Wednesday, 10 February 2016

Japanese stocks plunge, bond yields fall below zero

Japanese stocks plunged on Tuesday as the yen surged to the highest level against the dollar in more than a year.

The Topix index sank 5.5 percent while the Nikkei 225 lost 5.4 percent, its biggest decline since June 2013.

However, US stocks finished flat after a volatile session while the STOXX Europe 600 fell 1.6 percent, its seventh consecutive decline.

There were signs of stress in other markets.

US oil futures plunged 5.9 percent.

Japan’s 10-year bond yield fell as low as minus 0.035 percent, its lowest ever.

Indeed, about 29 percent of the debt in the Bloomberg Global Developed Sovereign Bond Index yields less than zero.

Tuesday, 9 February 2016

US and European stocks fall

China's stock market was closed on Monday as investors enjoyed a week-long break to celebrate the Lunar New Year.

However, for investors in the West, there was no respite from the market slide. The S&P 500 fell 1.4 percent and the STOXX Europe 600 plunged 3.5 percent.

Oil also fell on Monday, with WTI crude plunging 3.88 percent.

Monday, 8 February 2016

Earnings falling despite continuing monetary stimulus

Bloomberg reports that the formula for investing in Japanese stocks that had previously worked is starting to fail.

That formula involved central bank stimulus combined with a weakening yen to create rising profits and a stock market rally.

However, while that worked back in August, it is no longer working.

Earnings in the Japanese stock market are expected to retreat more than 20 percent this quarter, and the yen just staged its biggest weekly rally since 2009 even though the Bank of Japan has cut interest rates to below zero.

But Japan is not the only country with weakening corporate earnings. In the US, Standard & Poor’s 500 Index companies are about to report the third consecutive quarter of declining income. In Europe, bank stocks are near a 3 1/2 year low as measures of risk in credit markets reach the highest since 2013.

Indeed, John Hussman wrote in his latest article that he thinks that European banks are the “most likely crisis from left field”.

And Hussman is not among those surprised that central bank stimulus is no longer supportng stocks.

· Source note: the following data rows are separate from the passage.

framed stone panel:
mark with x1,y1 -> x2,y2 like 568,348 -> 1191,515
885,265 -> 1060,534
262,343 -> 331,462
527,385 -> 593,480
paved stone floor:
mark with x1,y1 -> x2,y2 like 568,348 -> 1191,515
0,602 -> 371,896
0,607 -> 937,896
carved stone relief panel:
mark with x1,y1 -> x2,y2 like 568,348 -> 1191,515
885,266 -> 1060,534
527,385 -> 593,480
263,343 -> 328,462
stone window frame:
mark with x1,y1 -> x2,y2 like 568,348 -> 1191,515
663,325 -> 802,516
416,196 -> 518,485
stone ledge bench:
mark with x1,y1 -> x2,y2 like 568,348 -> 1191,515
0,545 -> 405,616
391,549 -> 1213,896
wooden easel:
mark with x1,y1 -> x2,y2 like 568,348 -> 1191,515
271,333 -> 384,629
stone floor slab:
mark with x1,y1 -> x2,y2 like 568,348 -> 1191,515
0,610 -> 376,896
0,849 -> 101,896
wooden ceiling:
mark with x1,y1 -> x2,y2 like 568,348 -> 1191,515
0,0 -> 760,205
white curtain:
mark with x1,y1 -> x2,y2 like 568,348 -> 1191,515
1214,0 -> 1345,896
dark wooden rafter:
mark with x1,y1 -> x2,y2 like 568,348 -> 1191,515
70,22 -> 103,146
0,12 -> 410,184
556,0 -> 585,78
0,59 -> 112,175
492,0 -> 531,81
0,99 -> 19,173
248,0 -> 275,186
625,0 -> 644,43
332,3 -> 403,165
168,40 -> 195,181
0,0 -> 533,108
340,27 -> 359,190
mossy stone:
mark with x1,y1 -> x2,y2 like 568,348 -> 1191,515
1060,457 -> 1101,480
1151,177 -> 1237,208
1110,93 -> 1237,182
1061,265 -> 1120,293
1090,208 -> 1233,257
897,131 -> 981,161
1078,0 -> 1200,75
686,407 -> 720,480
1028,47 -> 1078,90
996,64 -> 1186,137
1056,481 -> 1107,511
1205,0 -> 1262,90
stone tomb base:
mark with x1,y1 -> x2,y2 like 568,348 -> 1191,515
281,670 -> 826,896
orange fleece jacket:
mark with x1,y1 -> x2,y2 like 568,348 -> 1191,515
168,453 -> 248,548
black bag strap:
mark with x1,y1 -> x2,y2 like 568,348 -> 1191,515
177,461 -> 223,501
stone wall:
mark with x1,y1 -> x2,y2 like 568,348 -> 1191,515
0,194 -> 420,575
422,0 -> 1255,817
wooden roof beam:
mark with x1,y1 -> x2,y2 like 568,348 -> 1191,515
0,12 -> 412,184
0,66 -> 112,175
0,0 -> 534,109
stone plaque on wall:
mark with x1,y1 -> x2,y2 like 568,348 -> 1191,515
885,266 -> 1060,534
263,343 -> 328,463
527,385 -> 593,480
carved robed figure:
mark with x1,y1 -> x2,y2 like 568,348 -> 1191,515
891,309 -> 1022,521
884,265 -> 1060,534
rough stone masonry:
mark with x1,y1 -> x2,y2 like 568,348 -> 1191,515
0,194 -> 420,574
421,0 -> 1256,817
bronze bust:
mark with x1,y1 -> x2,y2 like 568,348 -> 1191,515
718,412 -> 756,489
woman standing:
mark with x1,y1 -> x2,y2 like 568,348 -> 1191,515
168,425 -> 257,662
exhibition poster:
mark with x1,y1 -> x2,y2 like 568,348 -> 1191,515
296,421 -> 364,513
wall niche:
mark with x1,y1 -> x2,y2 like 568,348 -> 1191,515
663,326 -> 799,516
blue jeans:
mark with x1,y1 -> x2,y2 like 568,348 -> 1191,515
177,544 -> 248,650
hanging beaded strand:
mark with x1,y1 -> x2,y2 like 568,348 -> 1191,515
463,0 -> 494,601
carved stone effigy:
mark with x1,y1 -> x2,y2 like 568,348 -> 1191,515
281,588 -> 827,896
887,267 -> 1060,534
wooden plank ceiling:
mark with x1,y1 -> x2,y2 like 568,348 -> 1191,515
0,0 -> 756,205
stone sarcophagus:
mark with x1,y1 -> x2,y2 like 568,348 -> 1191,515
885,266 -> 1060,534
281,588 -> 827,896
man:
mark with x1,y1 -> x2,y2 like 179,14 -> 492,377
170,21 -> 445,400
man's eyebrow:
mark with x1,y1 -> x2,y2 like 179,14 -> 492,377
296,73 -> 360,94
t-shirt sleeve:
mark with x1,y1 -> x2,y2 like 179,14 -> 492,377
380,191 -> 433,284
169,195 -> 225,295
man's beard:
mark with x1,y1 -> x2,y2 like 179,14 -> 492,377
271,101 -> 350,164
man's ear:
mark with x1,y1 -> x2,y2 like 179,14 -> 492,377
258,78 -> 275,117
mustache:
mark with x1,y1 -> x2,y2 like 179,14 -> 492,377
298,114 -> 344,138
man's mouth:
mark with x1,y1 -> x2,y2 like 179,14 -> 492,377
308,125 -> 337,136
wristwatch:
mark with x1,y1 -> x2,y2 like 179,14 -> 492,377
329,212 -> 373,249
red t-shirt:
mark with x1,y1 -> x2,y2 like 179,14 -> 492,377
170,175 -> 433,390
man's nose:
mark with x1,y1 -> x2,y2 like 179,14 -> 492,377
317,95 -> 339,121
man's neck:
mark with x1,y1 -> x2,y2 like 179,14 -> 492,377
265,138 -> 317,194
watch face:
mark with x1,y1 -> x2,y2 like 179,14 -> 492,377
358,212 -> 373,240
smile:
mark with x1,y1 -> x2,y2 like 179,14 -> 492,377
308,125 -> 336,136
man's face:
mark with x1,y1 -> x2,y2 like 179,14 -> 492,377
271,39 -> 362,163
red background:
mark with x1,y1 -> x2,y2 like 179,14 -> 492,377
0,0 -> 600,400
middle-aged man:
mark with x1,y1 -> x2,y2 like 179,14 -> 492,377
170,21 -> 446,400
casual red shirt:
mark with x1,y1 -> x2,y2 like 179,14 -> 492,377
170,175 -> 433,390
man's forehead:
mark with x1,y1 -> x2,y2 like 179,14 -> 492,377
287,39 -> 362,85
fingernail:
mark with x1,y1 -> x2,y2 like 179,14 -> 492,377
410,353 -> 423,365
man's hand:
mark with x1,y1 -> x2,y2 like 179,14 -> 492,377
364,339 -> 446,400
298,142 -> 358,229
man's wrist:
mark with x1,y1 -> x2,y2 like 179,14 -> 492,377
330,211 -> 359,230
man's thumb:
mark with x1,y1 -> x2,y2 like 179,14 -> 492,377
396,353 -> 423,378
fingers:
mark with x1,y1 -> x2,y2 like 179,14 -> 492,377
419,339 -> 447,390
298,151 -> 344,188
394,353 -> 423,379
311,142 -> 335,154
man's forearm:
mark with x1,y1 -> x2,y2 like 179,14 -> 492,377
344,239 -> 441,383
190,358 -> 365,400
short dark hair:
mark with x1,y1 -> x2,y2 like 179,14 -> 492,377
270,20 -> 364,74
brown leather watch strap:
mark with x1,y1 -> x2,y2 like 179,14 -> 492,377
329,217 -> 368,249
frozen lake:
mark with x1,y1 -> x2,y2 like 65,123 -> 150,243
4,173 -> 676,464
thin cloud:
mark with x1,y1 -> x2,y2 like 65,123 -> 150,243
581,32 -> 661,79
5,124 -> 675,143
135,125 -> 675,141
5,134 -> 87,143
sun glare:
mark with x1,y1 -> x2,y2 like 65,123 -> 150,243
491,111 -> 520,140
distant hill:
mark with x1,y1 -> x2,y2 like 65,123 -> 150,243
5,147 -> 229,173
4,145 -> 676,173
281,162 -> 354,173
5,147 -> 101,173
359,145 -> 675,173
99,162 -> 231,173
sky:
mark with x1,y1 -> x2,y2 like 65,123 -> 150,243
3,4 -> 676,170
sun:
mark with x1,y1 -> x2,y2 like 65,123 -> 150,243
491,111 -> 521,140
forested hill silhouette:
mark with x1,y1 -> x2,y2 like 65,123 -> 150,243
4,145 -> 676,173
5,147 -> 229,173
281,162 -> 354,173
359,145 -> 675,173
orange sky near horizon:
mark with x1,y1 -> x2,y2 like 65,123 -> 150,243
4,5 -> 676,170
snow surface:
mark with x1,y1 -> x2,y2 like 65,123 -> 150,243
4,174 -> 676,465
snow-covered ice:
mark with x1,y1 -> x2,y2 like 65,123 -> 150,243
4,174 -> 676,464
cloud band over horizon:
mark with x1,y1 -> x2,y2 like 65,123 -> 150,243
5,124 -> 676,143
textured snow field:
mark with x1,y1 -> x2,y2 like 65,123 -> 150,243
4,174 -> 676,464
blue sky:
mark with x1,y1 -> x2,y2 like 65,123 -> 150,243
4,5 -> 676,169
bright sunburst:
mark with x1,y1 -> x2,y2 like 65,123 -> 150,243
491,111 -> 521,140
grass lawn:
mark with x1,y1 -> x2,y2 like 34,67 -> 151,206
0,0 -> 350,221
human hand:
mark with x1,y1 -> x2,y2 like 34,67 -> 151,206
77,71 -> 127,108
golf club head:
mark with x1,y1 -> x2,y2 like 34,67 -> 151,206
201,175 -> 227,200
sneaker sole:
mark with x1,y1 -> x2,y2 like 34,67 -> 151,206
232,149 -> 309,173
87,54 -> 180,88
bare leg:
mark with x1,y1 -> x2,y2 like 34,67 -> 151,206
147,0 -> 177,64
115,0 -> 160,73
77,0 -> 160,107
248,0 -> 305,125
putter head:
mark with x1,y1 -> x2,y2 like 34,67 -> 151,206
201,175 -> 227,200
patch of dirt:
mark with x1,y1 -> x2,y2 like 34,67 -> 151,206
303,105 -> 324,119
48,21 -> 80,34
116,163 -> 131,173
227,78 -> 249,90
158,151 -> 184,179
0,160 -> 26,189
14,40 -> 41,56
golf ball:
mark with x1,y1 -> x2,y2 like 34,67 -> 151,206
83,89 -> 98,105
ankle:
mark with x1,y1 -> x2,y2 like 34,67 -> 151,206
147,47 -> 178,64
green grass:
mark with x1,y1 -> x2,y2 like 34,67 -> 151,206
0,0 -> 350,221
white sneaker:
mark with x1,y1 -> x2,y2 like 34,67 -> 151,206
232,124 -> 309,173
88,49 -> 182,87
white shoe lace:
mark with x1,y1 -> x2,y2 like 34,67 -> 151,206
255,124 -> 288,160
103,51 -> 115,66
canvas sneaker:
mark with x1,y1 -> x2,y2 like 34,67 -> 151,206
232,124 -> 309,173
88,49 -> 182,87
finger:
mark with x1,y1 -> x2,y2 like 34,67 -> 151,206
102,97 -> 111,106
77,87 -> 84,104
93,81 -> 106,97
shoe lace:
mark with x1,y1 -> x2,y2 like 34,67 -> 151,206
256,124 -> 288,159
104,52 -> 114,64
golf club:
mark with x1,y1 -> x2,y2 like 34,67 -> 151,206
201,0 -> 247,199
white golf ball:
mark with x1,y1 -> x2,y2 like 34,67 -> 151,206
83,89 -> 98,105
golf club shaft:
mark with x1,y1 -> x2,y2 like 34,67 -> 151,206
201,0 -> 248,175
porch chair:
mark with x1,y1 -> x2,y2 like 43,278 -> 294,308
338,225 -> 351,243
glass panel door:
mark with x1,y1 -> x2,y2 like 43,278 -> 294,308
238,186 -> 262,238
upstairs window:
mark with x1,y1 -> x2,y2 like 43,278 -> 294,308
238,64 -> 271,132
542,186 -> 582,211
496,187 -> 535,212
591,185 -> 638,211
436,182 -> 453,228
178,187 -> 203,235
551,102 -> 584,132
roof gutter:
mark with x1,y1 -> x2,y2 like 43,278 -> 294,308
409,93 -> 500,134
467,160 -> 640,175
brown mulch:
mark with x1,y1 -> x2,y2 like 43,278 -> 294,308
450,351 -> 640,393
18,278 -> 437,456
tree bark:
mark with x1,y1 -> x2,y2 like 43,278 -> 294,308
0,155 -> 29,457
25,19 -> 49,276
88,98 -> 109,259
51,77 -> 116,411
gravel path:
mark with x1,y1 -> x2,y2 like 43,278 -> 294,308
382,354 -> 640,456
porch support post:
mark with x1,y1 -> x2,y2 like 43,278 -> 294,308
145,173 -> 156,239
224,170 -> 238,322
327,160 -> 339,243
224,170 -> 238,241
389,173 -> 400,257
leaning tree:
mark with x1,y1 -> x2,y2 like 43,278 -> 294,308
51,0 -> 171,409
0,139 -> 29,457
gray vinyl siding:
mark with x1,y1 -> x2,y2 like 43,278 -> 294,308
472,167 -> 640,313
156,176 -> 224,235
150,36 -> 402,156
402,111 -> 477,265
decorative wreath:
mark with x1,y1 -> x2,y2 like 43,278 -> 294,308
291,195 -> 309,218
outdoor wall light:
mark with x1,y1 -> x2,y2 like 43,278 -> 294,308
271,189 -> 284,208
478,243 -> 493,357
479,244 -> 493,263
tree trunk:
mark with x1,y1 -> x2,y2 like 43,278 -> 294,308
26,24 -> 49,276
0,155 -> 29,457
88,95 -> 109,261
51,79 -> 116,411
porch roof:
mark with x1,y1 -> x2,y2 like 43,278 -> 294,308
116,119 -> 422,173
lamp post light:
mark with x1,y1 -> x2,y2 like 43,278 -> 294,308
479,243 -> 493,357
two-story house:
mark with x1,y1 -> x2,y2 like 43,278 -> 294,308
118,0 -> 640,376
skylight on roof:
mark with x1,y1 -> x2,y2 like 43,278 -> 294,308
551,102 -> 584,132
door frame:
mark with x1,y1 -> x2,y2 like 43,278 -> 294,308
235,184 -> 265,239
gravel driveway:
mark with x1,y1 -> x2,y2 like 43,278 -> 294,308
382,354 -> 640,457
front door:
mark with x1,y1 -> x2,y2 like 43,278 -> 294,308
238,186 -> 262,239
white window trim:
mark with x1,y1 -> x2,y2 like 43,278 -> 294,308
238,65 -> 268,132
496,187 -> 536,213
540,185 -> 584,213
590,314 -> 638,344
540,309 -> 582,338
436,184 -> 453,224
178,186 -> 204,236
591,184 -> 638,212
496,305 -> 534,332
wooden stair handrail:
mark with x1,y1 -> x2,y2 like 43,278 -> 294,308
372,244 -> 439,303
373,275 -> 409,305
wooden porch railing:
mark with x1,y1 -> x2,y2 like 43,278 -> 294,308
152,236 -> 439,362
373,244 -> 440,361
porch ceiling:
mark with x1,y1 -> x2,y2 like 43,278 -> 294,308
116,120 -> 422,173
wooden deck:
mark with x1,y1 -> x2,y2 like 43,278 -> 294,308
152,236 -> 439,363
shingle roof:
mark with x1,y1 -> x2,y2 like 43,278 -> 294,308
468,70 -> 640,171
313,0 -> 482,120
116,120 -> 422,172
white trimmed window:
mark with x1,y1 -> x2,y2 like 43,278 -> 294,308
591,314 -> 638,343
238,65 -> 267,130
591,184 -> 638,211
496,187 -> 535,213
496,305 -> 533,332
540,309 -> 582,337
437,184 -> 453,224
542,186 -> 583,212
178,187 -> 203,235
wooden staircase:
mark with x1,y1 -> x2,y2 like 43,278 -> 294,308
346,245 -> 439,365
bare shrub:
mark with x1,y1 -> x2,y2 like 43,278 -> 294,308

"When market internals are favorable, monetary easing reliably supports speculation," he wrote. "In contrast, once a steeply overvalued market is joined by unfavorable market internals, even persistent and aggressive Fed easing is associated with market losses, on average."

Saturday, 6 February 2016

US tech stocks plunge, European financial stocks at "frightening" levels

US stocks fell on Friday, led by a rout in technology stocks.

The S&P 500 fell 1.8 percent while the Nasdaq Composite Index plunged 3.2 percent.

Elsewhere, the STOXX Europe 600 fell 0.9 percent, the Nikkei 225 fell 1.3 percent and the Shanghai Composite Index fell 0.6 percent.

While US tech stocks saw the worst declines on Friday, Jeffrey Gundlach is concerned about European financial stocks.

“We see the price of major financial stocks, particularly in Europe, which are truly frightening,” Gundlach said at a conference on Friday. He noted that both Credit Suisse and Deutsche Bank are priced lower than during the depths of the financial crisis in 2009.

Friday, 5 February 2016

Stocks rise in US but recovery in Japan may take time

Markets were relatively calm on Thursday.

The S&P 500 rose 0.2 percent even though US crude fell 1.7 percent.

However, the STOXX Europe 600 fell 0.2 percent and the Nikkei 225 fell 0.9 percent.

The latter faces yet more declines, if history is anything to go by.

From Bloomberg:

Since the Nikkei 225 Stock Average tumbled more than 20 percent from a peak last month, Japanese equities have made several attempts at rallies, only to falter...

History supports the view that the recovery will take time. Wiping out a bear market takes seven and a half months on average, according to an analysis of the index’s 14 occurrences since 1989. Worse, shares tend to fall further after the initial 20 percent drop -- the Nikkei has slid an additional 18 percent on average, according to the data that include steep selloffs in the early 1990s, the Asian financial crisis, the dot-com bubble and the global financial crisis.

Thursday, 4 February 2016

US dollar falls, US stocks and oil rise

A fall in the US dollar helped US stocks rebound on Wednesday after a global market selloff earlier in the session.

The US dollar fell 1.7 percent against the euro while the S&P 500 rose 0.5 percent.

Earlier, the STOXX Europe 600 had fallen 1.5 percent while the MSCI Asia Pacific Index had fallen 1.6 percent.

Also boosted by the fall in the US dollar was oil. WTI crude jumped 8 percent on Wednesday.